Tener una relación con alguien que no tiene las mismas creencias que tú ¿se puede?

Hablando de relaciones que a veces no funcionan, te voy a contar lo que fue de la mía. Pedí bastantes consejos durante mi última relación, amigas cercanas, mi mamá, mi terapeuta y algunos compañeros de trabajo. Todos coincidían en que las creencias deberían de ir por lo menos por un mismo camino, pero la verdad es que creí que en algún punto llegaríamos al equilibrio. Cosa que realmente no pasó.

El es católico y yo solo un ser espiritual

Nuestra relación comenzó muy bien, realmente lo que respectaba a nuestra religión o espiritualidad al principio no entraba en conflicto. Esto llego hasta unos meses antes de casarnos. Cuando estábamos en proceso de decidir el tipo de ceremonia, ambos sabíamos que teníamos que hacer dos tipos de ceremonia para honrar las creencias del otro. Mientras que a mi no me causaba mucha gracia ir vestida de blanco a una iglesia, creo que a el no le emocionaba nada la idea de meterse en una cascada para consagrar la unión. Pero aún así lo hicimos y vivimos casi felizmente 2 años, no obstante todo lo que sube tiene que bajar en algún momento.

Tener una relación con una persona de religión diferente.

El golpe de realidad

Las parejas deberían tener más en común que amor, y claro algunos gustos. Cuando hay creencias de tipo religioso o espiritual las cosas se pueden poner duras. Mi espiritualidad no es algo que aflore solo con las lunas llenas. De hecho es la forma en la que vivo, despierto hasta en la que como. Creo que mi pareja nunca se había dado cuenta de la forma tan natural con la que yo llevaba mis creencias a diario. Cómo pasaba al menos dos horas de mi día meditando. Esas eran cosas que el no veía y yo tampoco venía como todos los domingos destinaba una hora a su iglesia.

Todos los beneficios que tiene meditar para tu cuerpo

Su familia es super religiosa y la mía no

Varios temas empezarón a surgir como el porque yo no acompañaba a mi marido a la iglesia los domingos. Yo solo me reía era como si yo le pidiese a mi marido que se pusiera a meditar conmigo una vez a la semana, lo cual para mi no tenía mucha importancia. Al parecer a el le causaba conflicto por lo que cedí y en varias ocasiones lo llegue a acompañar en sus misas. Para mi era simplemente un tiempo perdido, no entendía porque esas personas solo destinaban una hora de su tiempo a este rito cuando pasaban el resto de su semana sin hacer más por su espiritualidad o su religión. yo no congenio de ninguna manera con sus creencias, por lo que empezamos a chocar cada fin de semana porque yo le acompañara a la iglesia.

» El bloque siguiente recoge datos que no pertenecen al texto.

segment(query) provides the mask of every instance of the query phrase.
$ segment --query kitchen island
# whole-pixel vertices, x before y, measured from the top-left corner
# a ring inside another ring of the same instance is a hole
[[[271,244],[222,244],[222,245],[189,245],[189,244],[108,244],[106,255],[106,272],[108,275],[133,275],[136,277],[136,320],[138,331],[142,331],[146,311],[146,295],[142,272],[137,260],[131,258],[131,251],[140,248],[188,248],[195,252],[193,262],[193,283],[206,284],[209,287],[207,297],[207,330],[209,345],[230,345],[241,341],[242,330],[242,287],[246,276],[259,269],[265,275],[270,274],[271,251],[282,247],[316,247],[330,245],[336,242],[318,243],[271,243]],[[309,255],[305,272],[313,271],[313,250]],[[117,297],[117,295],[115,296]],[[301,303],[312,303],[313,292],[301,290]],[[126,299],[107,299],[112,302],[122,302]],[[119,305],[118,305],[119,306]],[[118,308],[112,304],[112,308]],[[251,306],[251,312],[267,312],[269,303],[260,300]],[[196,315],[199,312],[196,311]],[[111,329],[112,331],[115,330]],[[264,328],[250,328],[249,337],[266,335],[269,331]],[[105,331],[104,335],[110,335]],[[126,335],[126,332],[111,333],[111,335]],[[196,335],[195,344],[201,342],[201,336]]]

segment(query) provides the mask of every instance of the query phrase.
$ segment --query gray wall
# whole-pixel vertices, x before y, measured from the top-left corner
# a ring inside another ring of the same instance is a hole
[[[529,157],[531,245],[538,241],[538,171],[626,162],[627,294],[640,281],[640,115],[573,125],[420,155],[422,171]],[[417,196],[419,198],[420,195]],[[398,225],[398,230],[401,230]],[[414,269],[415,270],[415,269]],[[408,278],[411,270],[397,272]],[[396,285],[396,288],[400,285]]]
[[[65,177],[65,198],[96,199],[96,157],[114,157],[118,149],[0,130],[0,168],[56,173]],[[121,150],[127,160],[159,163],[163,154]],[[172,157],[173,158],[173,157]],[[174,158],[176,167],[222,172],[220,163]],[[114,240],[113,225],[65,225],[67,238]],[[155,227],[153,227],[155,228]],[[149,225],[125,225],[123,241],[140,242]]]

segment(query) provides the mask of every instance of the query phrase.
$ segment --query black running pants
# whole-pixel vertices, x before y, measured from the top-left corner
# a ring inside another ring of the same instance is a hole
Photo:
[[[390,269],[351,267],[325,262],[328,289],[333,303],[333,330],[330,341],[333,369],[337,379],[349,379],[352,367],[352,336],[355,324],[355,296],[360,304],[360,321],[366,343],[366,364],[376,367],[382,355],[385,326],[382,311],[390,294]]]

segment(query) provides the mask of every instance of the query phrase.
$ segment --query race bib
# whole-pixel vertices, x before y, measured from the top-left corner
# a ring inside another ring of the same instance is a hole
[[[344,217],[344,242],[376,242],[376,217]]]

Esa no es la mujer con la que te casaste

Quizás mi ex pensaba que en cuanto me hiciera a la idea iba a ceder cada domingo y a acompañarlo a su iglesia. Porque una familia va junta a la iglesia, pero esa no era la idea familiar que yo tenía para un domingo y mucho menos para el resto de mis días. Sumado a eso mis sesiones de meditación eran constantemente atropelladas por interrupciones claramente a proposito, por comentarios sarcásticos sobre la comida que preparaba(aun cuando preparaba cosas diferentes para él) etc..Creo que ambos nos casamos con un ideal de lo que podríamos llegar a ser.

La relación se fue en picada una vez que ambos nos dimos cuenta que ninguno estaba dispuesto a ceder. Me case con un desconocido, alguien cuya máxima preocupación era el qué dirá la familia de la esposa toda hippie. No obstante aprendí bastante de esta experiencia y agradezco haber pasado esos años con él, pues no todo fue malo. Pero cuando la religión peso más que nuestra relación todo se fue al demonio.